That means that information might be duplicative. Meaning, that each of the six tables is broken down by spatial level. Those are:
- State
- County
- Census Tract
- Census Block Group
- Census Block
- Census Voting District
So, in order to access one of these specific spatial levels, you would need to create a subset of the larger combination dataset corresponding to the level of granularity you're seeking. This is coded in the SUMLEV
column in the geographic header file.
Making the Legacy Data Usable
It's as simple as combining the columns across the four files to create the full P.L. 94-171 legacy data file. Here's what the workflow would look like:
- Read in the four legacy data files (we'll be working in R)
- Combine the four files into a single file, and subset the resulting dataset by a geography level.
- If need be, strip the data to only the desired variables for analysis.
- If need be, combine the resulting data with tigris shapefiles for mapping.
There are two distinct ways I've found that work well. I'll quickly walk through both of them.
Using the PL94171 Package
Created by Cory McCartan and Christopher Kenny, the PL94171
package for R streamlines access to P.L. 94-171 data. It's available on GitHub here.
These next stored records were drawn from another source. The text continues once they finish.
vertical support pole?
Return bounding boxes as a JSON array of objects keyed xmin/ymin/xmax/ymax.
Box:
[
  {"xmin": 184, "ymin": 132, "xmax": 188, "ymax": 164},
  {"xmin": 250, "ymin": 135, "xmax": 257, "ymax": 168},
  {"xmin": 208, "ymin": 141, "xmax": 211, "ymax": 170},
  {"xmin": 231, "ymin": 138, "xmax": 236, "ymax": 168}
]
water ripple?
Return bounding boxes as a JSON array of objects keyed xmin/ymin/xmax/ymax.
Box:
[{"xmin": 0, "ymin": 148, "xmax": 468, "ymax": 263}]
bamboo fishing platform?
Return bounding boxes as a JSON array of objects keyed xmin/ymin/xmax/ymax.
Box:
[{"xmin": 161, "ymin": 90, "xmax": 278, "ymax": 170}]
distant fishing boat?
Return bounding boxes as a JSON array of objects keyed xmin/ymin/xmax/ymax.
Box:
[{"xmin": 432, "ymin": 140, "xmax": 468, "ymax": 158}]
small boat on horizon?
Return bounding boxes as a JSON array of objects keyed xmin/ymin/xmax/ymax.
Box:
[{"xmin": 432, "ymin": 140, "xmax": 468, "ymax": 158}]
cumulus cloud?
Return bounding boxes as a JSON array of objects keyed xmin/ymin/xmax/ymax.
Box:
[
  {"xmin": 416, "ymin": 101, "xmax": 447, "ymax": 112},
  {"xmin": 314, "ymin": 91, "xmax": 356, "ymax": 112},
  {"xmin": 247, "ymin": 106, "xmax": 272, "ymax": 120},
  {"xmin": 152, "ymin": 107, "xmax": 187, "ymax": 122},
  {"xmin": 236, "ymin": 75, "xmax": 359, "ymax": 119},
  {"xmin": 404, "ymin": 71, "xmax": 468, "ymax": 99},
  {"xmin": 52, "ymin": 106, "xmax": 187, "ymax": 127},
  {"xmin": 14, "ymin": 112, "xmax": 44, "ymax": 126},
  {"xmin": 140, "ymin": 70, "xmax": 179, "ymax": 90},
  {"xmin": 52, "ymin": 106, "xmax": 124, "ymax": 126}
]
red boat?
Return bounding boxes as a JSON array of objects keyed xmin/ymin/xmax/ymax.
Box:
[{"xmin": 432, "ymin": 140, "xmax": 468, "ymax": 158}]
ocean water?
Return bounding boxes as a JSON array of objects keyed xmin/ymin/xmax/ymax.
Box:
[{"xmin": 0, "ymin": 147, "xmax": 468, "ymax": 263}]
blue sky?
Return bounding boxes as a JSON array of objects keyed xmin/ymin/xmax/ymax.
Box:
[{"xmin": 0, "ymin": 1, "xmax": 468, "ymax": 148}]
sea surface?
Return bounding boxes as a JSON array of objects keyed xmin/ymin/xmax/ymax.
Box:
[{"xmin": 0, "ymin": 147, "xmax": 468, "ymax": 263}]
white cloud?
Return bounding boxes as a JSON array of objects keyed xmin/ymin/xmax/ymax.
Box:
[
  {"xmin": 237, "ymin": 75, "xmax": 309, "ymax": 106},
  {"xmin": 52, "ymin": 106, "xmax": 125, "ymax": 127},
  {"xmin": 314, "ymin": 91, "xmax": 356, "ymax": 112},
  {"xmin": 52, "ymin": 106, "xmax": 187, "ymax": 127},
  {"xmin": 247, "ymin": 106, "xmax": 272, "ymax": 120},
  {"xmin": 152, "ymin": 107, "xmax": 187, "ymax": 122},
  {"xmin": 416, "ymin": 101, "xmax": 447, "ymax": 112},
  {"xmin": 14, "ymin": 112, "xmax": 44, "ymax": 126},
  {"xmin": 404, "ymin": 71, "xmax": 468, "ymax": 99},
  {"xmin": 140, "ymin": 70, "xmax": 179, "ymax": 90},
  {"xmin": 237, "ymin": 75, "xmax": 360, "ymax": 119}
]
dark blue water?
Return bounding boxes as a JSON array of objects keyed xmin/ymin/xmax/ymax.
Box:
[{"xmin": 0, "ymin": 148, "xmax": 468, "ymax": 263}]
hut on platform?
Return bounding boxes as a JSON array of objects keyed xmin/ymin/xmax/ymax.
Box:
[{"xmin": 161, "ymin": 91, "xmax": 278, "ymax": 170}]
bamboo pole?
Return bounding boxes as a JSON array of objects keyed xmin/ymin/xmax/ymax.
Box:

Using the directory where I've stored the Massachusetts legacy data as an example, it's quite simple to import and use PL94171
to interface with the newly released data.
library(PL94171)
# `data/ma2020.pl` is a directory with the four P.L. 94-171 files for Massachusetts
pl_raw <- pl_read("data/ma2020.pl")
The above code block should be sufficient for creating a large list of four objects. Each object is an individual P.L. 94-171 file, but with PL94171
, you're able to subset the entire list of four files according to one spatial/geographic level to access all the relevant information using the corresponding SUMLEV
code.
> print(pl_geog_levels)
# A tibble: 85 x 2
SUMLEV SUMLEV_description
<chr> <chr>
1 040 State
2 050 State-County
3 060 State-County-County Subdivision
4 067 State-County-County Subdivision-Subminor Civil Division
5 140 State-County-Census Tract
6 150 State-County-Census Tract-Block Group
7 155 State-Place-County
8 160 State-Place
9 170 State-Consolidated City
10 172 State-Consolidated City-Place within Consolidated City
# ... with 75 more rows
So, if you wanted to filter the data by the Census Tract, you'd do the following:
> pl <- pl_subset(pl_raw, sumlev="140") # subset the data to census tracts
> print(dim(pl)) # print the dimensions of the resulting matrix
[1] 1620 397
That's it! You have usable data. If you wanted to further process the resulting dataset, you can use the pl_select_standard
function with clean_names = TRUE
in order to get both "standard set of basic population groups" and renamed columns to more comprehensible names.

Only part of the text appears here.